There is something about this area. Have I convinced myself of it? Do I feel, really feel different when I am here? As we step off the bus I get stepped on, weighted down. Oppression. I need to feel free. I need to feel awake and alive. The longer I stay, the worse it gets. How do i step past these happenings in my life? Where do I go to get the magic pill of freedom? Will I be different in a different city? Could life be better? I don't even know how I would get there. This is how people get stuck. I need to be unstuck. What can we do to be alive again? Is this all there was? I know once I am in sight of the stage, the people...I soar.

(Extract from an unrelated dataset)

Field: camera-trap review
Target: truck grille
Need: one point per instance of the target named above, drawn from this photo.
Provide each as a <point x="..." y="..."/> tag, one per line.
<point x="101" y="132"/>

I wouldn't see myself as an encourager, yet I encourage. There is something about truth that draws people out of our present state and leaves us begging for more. We were created for righteousness. So when we see it, without understanding or knowing what is happening, we long to be corrected. We want to be right. As much as our selves fight to be right alwyas, (even if we are wrong) we long, need, want to be right in the most right way. In the most pure form of right-ness. Righteousness. So, we live our lives as best we can whle looking for ways to become or improve our righteousness. When we find these pieces of treasure (sometimes they look like a whole chocolate cake, sometimes like a small piece of baklava-both delicious!) we savour it, make it a part of ourselves and then look for more.
I have found these people, prophets, these righteous words are in such things as sermons, magazines, art, people, books, nature. Because God can speak anywhere, and at any time. We don't know where we will find these random treasures, so we must always be looking for these treasures of correction. Ready to receive.